The Cook Islands are divided into the Northern and the Southern Group of islands. Around the islands, stunning coral reefs encircle central lagoons. Outside the shallow lagoon, reefs plunge steeply into the blue oceanic abyss.
With spectacular diving around all of the Cook Islands, only some of the islands in the Southern Group are developed for tourism and only the main island of Rarotonga as well as Aitutaki have dive operators. Even on Rarotonga it’s not hard to find empty white sand beaches with shady palm trees on this volcanic, mountainous island.
The 15 Cook Islands share a total land area of 240 square kilometres/93 square miles. There are over 40 dive sites consisting of coral gardens, sloping reefs dotted with coral bommies, drop-offs, caverns, passages and also some broken up shipwrecks like the Mataora Wreck.

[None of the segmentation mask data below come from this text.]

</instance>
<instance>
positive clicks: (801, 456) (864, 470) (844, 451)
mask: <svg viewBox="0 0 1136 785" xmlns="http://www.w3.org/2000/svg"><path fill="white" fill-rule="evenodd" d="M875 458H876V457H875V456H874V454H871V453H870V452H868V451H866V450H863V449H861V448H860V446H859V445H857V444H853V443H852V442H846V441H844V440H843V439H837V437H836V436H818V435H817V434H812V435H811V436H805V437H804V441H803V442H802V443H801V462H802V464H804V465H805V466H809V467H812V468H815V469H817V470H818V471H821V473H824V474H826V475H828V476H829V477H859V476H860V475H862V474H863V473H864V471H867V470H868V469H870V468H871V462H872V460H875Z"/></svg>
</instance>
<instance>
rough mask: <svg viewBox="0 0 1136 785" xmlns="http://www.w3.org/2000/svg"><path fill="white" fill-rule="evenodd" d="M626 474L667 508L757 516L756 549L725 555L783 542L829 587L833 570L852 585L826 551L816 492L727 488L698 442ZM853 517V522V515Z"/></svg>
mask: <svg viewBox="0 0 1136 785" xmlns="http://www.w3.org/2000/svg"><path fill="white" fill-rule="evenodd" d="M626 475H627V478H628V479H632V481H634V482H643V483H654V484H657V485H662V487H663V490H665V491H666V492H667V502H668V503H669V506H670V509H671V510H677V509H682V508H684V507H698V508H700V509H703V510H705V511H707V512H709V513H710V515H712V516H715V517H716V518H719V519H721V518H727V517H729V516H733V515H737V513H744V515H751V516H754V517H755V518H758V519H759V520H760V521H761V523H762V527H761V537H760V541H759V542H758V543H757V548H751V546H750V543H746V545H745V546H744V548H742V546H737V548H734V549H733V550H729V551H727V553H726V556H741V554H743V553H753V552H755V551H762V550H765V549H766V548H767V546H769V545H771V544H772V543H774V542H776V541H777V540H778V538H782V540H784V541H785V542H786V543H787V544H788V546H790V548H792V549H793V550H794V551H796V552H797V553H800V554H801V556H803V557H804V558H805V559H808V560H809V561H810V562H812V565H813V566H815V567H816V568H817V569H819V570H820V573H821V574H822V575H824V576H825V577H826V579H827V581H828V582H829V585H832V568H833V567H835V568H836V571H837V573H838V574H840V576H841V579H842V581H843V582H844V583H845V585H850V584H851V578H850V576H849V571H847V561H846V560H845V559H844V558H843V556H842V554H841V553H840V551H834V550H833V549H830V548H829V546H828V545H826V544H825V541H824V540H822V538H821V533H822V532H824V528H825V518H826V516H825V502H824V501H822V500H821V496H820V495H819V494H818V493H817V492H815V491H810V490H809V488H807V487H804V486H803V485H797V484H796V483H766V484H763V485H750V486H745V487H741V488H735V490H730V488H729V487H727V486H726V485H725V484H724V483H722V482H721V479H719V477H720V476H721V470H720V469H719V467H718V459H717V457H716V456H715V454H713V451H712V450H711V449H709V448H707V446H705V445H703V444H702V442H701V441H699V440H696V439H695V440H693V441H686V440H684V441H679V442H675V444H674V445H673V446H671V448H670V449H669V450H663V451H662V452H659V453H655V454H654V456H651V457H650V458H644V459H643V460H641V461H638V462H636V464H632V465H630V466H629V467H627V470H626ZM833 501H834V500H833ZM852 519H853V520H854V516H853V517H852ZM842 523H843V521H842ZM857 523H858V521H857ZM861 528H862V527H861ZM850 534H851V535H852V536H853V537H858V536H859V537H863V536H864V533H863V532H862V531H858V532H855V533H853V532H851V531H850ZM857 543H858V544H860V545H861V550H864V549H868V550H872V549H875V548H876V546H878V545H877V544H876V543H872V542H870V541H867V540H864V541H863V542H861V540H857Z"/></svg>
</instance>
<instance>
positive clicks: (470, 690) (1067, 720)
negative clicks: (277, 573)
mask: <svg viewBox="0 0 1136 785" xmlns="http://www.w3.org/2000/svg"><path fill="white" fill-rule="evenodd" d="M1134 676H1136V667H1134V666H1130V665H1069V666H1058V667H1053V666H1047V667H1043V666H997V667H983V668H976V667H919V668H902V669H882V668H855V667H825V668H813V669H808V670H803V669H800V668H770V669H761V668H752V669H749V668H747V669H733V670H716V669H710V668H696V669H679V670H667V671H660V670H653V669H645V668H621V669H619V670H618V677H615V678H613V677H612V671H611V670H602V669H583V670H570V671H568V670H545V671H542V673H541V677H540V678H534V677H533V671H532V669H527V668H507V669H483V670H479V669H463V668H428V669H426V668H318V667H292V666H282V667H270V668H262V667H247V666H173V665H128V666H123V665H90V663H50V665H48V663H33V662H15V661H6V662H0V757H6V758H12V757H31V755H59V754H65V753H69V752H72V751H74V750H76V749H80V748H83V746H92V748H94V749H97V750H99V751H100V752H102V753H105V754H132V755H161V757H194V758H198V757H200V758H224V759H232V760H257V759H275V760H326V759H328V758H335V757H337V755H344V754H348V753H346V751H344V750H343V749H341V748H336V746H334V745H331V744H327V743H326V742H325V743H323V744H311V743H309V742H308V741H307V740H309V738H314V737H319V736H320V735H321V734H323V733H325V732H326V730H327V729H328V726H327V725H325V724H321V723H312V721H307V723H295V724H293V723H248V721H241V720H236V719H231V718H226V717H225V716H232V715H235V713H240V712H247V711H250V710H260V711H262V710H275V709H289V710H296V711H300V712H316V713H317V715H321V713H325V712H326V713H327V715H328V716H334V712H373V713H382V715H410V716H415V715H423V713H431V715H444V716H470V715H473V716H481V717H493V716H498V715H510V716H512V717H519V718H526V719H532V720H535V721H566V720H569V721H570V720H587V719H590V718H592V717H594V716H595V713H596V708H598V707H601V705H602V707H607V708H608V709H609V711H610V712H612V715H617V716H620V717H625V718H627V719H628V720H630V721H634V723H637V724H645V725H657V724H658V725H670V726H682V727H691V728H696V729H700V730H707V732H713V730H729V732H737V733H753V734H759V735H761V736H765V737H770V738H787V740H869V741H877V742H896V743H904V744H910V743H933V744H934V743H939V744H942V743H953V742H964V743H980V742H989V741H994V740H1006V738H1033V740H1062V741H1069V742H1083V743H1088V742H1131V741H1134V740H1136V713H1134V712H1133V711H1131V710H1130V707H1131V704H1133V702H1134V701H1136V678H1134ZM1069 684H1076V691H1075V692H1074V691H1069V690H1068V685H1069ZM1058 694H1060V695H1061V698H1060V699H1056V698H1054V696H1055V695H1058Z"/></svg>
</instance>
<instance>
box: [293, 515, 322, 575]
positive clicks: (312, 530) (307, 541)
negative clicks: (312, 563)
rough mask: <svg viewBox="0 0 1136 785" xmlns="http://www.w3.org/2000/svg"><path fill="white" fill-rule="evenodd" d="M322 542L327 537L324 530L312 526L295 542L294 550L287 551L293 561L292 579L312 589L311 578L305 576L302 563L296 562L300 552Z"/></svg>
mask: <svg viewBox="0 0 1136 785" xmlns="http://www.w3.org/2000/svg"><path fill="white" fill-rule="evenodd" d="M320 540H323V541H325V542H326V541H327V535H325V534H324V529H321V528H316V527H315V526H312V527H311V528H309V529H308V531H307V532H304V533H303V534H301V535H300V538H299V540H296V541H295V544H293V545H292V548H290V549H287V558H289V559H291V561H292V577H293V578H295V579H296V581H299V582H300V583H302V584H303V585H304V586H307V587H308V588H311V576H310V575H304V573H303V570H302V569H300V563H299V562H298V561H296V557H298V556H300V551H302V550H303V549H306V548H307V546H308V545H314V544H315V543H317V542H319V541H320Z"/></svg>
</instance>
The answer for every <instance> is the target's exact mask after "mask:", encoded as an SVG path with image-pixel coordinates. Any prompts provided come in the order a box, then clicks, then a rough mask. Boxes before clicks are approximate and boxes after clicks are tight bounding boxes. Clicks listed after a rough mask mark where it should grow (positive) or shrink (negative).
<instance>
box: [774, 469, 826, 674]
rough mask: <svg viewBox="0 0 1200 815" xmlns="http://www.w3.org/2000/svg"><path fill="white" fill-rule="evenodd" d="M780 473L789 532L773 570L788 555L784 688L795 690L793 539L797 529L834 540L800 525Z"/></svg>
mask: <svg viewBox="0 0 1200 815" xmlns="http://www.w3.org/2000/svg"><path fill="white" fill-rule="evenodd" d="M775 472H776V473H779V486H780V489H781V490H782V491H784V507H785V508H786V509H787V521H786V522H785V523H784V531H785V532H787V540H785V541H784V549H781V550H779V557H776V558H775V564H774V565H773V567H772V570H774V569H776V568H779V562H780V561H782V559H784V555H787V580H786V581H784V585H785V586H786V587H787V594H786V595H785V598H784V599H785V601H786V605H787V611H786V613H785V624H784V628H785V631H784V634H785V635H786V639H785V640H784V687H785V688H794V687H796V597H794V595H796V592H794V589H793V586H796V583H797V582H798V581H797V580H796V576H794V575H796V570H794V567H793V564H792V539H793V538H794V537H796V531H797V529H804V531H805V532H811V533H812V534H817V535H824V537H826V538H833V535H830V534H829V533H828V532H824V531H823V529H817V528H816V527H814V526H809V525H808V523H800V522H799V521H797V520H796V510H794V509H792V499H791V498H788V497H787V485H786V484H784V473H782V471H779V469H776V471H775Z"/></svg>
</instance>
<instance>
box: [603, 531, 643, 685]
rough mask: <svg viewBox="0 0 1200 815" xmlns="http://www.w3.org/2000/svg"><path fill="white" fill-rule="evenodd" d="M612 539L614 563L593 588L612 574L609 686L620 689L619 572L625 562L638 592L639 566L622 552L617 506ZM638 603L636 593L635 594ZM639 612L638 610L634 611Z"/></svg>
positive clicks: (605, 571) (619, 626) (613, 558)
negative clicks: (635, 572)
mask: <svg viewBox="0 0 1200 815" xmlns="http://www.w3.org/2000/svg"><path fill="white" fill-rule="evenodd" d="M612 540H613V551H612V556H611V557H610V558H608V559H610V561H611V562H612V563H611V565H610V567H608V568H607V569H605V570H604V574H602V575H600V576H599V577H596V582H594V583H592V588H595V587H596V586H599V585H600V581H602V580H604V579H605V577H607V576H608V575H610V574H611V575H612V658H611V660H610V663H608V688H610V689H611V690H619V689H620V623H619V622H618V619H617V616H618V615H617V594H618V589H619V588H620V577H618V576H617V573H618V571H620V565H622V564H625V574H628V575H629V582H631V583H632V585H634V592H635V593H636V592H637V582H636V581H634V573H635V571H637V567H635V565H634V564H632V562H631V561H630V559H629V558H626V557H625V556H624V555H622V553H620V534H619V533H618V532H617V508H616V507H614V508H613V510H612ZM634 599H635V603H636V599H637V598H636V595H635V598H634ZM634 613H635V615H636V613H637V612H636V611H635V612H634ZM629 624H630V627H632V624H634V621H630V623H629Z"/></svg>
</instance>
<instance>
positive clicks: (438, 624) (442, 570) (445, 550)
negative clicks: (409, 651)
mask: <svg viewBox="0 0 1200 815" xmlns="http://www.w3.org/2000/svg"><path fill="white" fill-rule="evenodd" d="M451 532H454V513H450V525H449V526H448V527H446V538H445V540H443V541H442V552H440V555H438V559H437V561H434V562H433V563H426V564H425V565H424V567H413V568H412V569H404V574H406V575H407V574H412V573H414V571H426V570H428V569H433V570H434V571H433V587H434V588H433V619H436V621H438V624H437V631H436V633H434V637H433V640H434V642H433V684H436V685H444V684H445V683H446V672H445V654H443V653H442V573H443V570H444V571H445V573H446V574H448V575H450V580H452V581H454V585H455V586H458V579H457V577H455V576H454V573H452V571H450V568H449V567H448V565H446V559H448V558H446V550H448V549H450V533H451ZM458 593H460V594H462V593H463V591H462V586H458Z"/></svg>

A highlight of diving the Cook Islands is the chance of bumping into humpback whales, which pass by Aitutaki and Rarotonga during the Southern Hemisphere winter months.
Fly to Rarotonga International Airport (RAR) in Avarua, Rarotonga. Airlines like Air New Zealand, Air Tahiti, Virgin Australia and Hawaiian Airlines service this airport from Auckland, Sydney, Tahiti and Hawaii. Then, Air Rarotonga can be used for inter-island flights.